What Now, Mr. Bush?

Author: 
Tariq A. Al-Maeena • [email protected]
Publication Date: 
Sat, 2003-05-31 03:00

Not unlike vultures flying high in the sky before swooping down on bloated corpses, the feudal lords of the Iraqi killing fields are making their way to the lands of their conquest. First Mr. Blair and then Mr. Bush will arrive to take the bounty they always desired.

The Iraq of today is still searching for a definition. The people are not much better off than they were under the previous warlord. Killings continue, albeit on a smaller scale, and the determination of the people to get the occupiers out strengthens daily in its resolution.

In today’s dynamic world, yesterday’s news is fast becoming a fading memory, and yet can we not remember what it was that started this all? Wasn’t it those notorious weapons of mad destruction that were on everybody’s lips then, the reason to enter and destroy? Wasn’t evidence tabled in front of the UN Security Council? Where did they go?

Polls today show most Americans aren’t too concerned whether this evidence would ever be discovered. They have after all moved on to other items on their agenda. The soap opera that transfixed a nation during the months of March and April has run out of steam, perhaps to be replaced with other more intriguing serials. Iraq was and remains a distant dot on the map, and so long as it does not interfere with their daily lives, so be it.

And yet it was Mr. Bush and Mr. Blair who sold the war to a gullible public based on their evidence that Iraq had massive quantities of WMD, with the sole intention of carrying out an attack against the United States or its allies. Domestic threat levels escalating at intermittent intervals only helped increase the sense of fear.

And when France and a few others voiced concern over dubious and fabricated evidence presented before the world body, and in their judgment thought best to let the UN Inspectors continue, they too were singled out as collaborators or the “enemy.”

And so, after countless sorties and thousands of bombs, and thousands of lives, estimates that range anywhere from 5,000 to 10,000 civilians and military personnel dead in Iraq, there still is no WMD. Looting was not the only side effect for which US war lobbyists failed to plan. Only a hornets’ nest has been stirred up, acquiring a momentum slowly that is slowly running out of control. There is no clean water and not much medical aid either.

Instead there is oil. Oil that the US and the British quickly claimed as their own in their brazen resolution put forth at the UN, allowing them to disperse of it as they saw fit “in the interest of rebuilding Iraq.” And those nations that still had reservations were bullied into voting for it or else.

Remember, we are in an era of “either you’re with us, or you’re the enemy.” This is not a democracy here, but a disguised dictatorship, with spoils going to the victors. From blatantly ignoring calls for restraint by the UN to allowing the mess that is Iraq today to develop, the occupiers have indeed made most of us forget what it was all about.

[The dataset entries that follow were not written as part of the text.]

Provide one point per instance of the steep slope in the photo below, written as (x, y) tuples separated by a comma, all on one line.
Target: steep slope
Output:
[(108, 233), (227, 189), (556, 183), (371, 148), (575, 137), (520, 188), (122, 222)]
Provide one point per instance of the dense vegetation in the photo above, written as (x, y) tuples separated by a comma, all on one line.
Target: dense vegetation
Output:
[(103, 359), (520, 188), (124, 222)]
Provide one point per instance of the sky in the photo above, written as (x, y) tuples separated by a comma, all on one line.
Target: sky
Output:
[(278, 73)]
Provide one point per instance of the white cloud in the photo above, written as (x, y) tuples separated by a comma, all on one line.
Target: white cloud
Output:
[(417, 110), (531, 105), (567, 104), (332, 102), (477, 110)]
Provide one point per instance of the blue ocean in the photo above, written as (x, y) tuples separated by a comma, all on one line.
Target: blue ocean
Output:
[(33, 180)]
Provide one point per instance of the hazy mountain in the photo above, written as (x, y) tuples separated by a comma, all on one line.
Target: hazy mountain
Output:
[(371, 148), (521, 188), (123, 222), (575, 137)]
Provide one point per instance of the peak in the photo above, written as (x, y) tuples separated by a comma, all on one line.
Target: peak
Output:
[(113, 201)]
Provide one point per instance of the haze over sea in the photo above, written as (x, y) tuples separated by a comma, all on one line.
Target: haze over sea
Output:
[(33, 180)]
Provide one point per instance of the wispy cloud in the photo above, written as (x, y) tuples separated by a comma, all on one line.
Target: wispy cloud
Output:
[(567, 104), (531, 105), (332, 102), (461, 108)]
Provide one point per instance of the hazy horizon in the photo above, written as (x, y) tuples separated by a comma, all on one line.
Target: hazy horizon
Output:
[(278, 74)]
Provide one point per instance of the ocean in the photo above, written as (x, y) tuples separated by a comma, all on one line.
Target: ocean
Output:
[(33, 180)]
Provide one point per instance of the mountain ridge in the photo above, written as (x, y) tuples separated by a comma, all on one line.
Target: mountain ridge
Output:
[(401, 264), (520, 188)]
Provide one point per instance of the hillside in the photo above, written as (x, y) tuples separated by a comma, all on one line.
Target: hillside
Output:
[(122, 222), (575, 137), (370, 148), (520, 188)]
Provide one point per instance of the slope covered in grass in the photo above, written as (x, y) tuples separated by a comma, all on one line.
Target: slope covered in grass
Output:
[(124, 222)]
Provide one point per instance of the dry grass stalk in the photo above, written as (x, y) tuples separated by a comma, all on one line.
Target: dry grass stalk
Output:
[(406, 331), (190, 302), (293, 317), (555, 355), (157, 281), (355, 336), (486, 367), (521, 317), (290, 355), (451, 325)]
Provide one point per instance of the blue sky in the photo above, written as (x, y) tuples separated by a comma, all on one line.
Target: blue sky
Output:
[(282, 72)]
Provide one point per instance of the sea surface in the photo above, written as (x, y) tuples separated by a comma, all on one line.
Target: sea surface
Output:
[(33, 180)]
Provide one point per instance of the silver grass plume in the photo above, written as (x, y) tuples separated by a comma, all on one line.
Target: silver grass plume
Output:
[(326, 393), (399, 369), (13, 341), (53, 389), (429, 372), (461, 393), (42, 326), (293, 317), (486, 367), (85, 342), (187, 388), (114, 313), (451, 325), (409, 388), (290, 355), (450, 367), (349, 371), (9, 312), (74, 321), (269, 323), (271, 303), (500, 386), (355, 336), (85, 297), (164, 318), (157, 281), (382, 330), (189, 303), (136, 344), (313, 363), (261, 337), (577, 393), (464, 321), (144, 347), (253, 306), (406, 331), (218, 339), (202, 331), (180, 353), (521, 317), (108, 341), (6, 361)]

What led to the death of the innocent? Where are all those WMDs poised to strike at the heartland of America or the UK? According to the Guardian, “an unnamed intelligence official told the BBC that the key claim in last September’s dossier — that Iraq could launch a chemical or biological attack within 45 minutes of an order — had been inserted on the instructions of officials at No 10.” Downing Street had to match Mr. Bush’s evidence for this plan of naked aggression to work.

There never were any world-threatening WMD to begin with, for Saddam would have certainly used them in a last stand. And what relics of weaponry Iraq did have came from none other than the US and the UK, major arms suppliers to Iraq during the 80’s. Since the war began, the military and its media have trumpeted one WMD discovery after another that turned out to be false. Today, the same people are saying it could take months or years for them to be discovered. Or better yet, some have gone do far to suggest that it was all destroyed a week before the bombings began. Right under the noses of the UN inspectors who were combing all over Iraq!

Did the end justify the means? Or are the occupiers no better than the oppressors they replaced? Over 3,500 innocent Iraqi civilians are dead and maimed today because of the non-existent WMDs. And on whose conscience shall those deaths lie?